Kesimpulan: Ketepatan indikasipenggunaan obatpada pasien stroke rawat inap di RSUP Prof.Dr.R.D. Kandou Manado masih perlu ditingkatkan. Ketidak tepatan indikasi ini berkaitan dengan penggunaan obat yang bukti ilmiahnya masih kurang atauindikasinyakurangtepat.

Background: Stroke is the most common disorder in patients hospitalized in Indonesia neurology centers. Various risk factors and comorbidities in patients with stroke may lead to a complex drug therapy that result in drug-related problems such as the inappropriateness of indications, polypharmacy, interactions, and adverse reactions.

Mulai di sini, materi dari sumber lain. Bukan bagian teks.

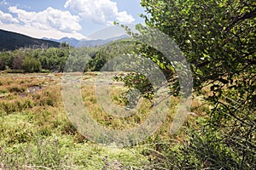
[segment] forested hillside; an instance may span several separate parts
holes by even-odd
[[[0,30],[0,51],[15,50],[20,48],[58,48],[59,42],[32,38],[28,36]]]

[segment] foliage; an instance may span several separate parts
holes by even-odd
[[[39,72],[42,70],[40,62],[36,59],[29,57],[25,58],[21,66],[26,72]]]
[[[202,94],[205,87],[211,91],[205,98],[213,108],[200,122],[201,135],[188,139],[191,150],[178,151],[190,160],[183,168],[203,168],[207,160],[209,168],[255,167],[255,2],[143,0],[141,4],[147,26],[170,36],[190,63],[195,93]],[[168,68],[162,54],[145,47],[140,49],[145,57]]]

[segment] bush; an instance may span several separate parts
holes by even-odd
[[[22,62],[22,69],[25,72],[39,72],[42,70],[42,66],[36,59],[26,57]]]

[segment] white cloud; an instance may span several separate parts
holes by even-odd
[[[1,23],[19,23],[17,19],[15,19],[10,14],[3,13],[0,10],[0,22]]]
[[[111,0],[67,0],[64,7],[73,9],[85,20],[99,24],[109,25],[115,20],[122,23],[135,20],[126,11],[119,12],[117,3]]]
[[[67,33],[75,33],[82,29],[79,17],[68,11],[61,11],[49,7],[39,12],[27,12],[17,7],[9,7],[9,12],[17,14],[17,19],[26,26],[42,30],[55,30]]]
[[[42,30],[28,26],[21,26],[16,24],[1,24],[0,29],[18,32],[36,38],[49,37],[61,39],[64,37],[74,37],[77,39],[86,38],[84,36],[78,32],[67,33],[58,30]]]
[[[0,2],[0,4],[7,5],[9,3],[7,3],[6,0],[3,0]]]

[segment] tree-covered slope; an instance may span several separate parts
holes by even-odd
[[[59,47],[60,43],[49,40],[32,38],[22,34],[0,30],[0,50],[14,50],[20,48]]]

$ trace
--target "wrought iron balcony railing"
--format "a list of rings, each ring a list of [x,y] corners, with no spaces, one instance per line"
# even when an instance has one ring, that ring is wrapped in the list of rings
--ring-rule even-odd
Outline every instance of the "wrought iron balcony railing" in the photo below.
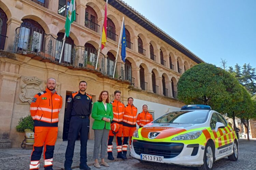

Aim: This retrospective observational study was performed to evaluate drug therapy in stroke patients hospitalized at the Prof. Dr. R.D. Kandou Manado Hospital within the period of July-December 2013 in terms of the appropriateness of the indications, dosages, duration of use, potential drug interactions and adverse drug reactions.
Methods: Drug therapy in stroke patients hospitalized within the period of JulyDecember 2013 and had traceable medical records were evaluated. The appropriateness of the indications, dosages, duration of use, potential drug interactions and adverse drug reactions were determined based on the Prof. Dr. R. D. Kandou Manado Hospital medical services standard, literature and text books.
Results: Of the 127 evaluable stroke cases, there were 762 drug utilization, with 61.5%, 35.2%, and 3.30% of them given for appropriate, less appropriate, and not appropriate indications, respectively. Among drugs given for appropriate indications, 89.6%, 10.2.%, and 0.20% were given at appropriate, under, and over doses, respectively, while 59.5%, 9.60%, and 30.9% were given with appropriate, less appropriate, and undetermined duration of therapy, respectively. Less appropriate indication for using ranitidine was 68.3%. The number of drug most oftenly given to the patients was 5 (28.3%). The percentage of potential drug interactions and possible adverse drug reactions were 4.30% and 2.62%, respectively. Among patients with ischaemic stroke, 21.6% were not treated with aspirin.
Conclusion: The appropriateness of indication of drug therapy in stroke patients hospitalized at the Prof. Dr. R. D. Kandou Manado Hospital needs to be improved. Inappropriate drug therapy was related to the use of drugs lacking the scientific evidence, or given without clear indications."